I often say to my students that Christians believe in God, but most of them do not know the God in whom they believe. This is most evident when it comes to the God of the Old Testament. The problem is that our knowledge of God comes from reading books, listening to sermons, or by studying the Bible in small groups which are led by lay leaders whose knowledge of the Bible, at times, is also limited.
Our knowledge of God comes also by the things we hear about God in conversation with other Christians. Most Christians’ knowledge of God is similar to that of Job. When Job was confronted with the many questions asked by God, questions for which Job had no answer, Job acknowledged that his knowledge of God was very superficial. Job said: “I had heard of you by word of mouth, but now my eye has seen you” (Job 42:5 NAB).
Most of our knowledge of God comes by word of mouth. A few Christians read books of theology which provide a chapter on the doctrine of God. Thus, either by word of mouth or by reading the writings of others, our knowledge of God is secondary.
The primary source for the knowledge of God is the Bible. The Old Testament does not provide a systematic doctrine of God. The God of the Old Testament is revealed in what he does and in what he says about himself.
One book that most Christians have never heard of, but one that most Christians should read is Gerald L. Schroeder, God According to God: A Physicist Proves We’ve Been Wrong About God All Along (New York: HarperOne, 2009).
Schroeder has a Ph.D. in physics and the earth sciences. He is a scientist who believes in God and who seeks to present an honest view of God as he is revealed in the Hebrew Bible. I read Schroeder’s book last year and I am taking my Christmas break to read it again.

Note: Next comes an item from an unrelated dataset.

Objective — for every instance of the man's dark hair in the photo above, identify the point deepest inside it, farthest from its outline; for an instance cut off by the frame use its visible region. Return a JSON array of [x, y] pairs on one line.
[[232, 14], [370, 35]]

The reason I am reading this book a second time is because I learned so much from it the first time around.
Francis Bacon, in one of his essays wrote: “Read not to contradict and confute; nor to believe and take for granted; nor to find talk and discourse; but to weigh and consider. Some books are to be tasted, others to be swallowed, and some few to be chewed and digested: that is, some books are to be read only in parts, others to be read, but not curiously, and some few to be read wholly, and with diligence and attention.”
I believe that God According to God is one of the few books “to be read wholly, and with diligence and attention.”
Below is an excerpt from Schroeder’s introduction to his book:
The problem so many people, believers as well as skeptics, have with God really isn’t with God. It’s with the stunted perception of the biblical God that we imbibe in our youthful years. As children we yearn for a larger-than-life figure who can guide and protect us.
Our parents fulfill part of that mission. But the parentlike image of an infinite, error-free God is even more assuring to our young minds. So we grow up retaining this childhood notion of an all-powerful, ever present, ever involved, never erring Creator.
Unfortunately, that image fails when as adults we discover that the facts of life are often brutally at odds with this popular, though misguided, piece of wisdom. It’s no wonder that atheists chortle at the naiveté of the idea of such a God.
We are about to correct that misperception, and in doing so we’ll develop an understanding of the Divine as made manifest in our world.
What is the God of the Bible? What can I expect from Him-or Her-or It? What can I demand? Does God want me to make demands? Why did the God of the Bible tell Abraham to sacrifice Isaac, his and Sarah’s only child? Does God want us to argue when we confront what appears to be Divine injustice, or are we merely to accept the slap and turn the other cheek?
When I feel the surge of emotion at the beauty of a star-studded sky or the joy of a baby’s smile, is that a part of the same transcendent God that created a less than perfect world? And if there really is a God, why so often is God’s presence so fully hidden that even in the Bible people wonder, “Is there a God among us?” An obvious and predictable God would be so much easier to understand.
By abandoning preconceived notions of the Author of creation and replacing them with the Bible’s description and nature’s display of God-we will learn about God according to God. The surprise is that the many episodes brought in the Bible mirror with alarming fidelity life as we experience it.
That initial statement deserves to be repeated: “The problem so many people, believers as well as skeptics, have with God really isn’t with God. It’s with the stunted perception of the biblical God that we imbibe in our youthful years.” It is necessary for most Christians to deal with their “stunted perception of the biblical God.”
I hope if you are buying and reading a book for Christmas that you buy God According to God and that you read it “wholly, and with diligence and attention.”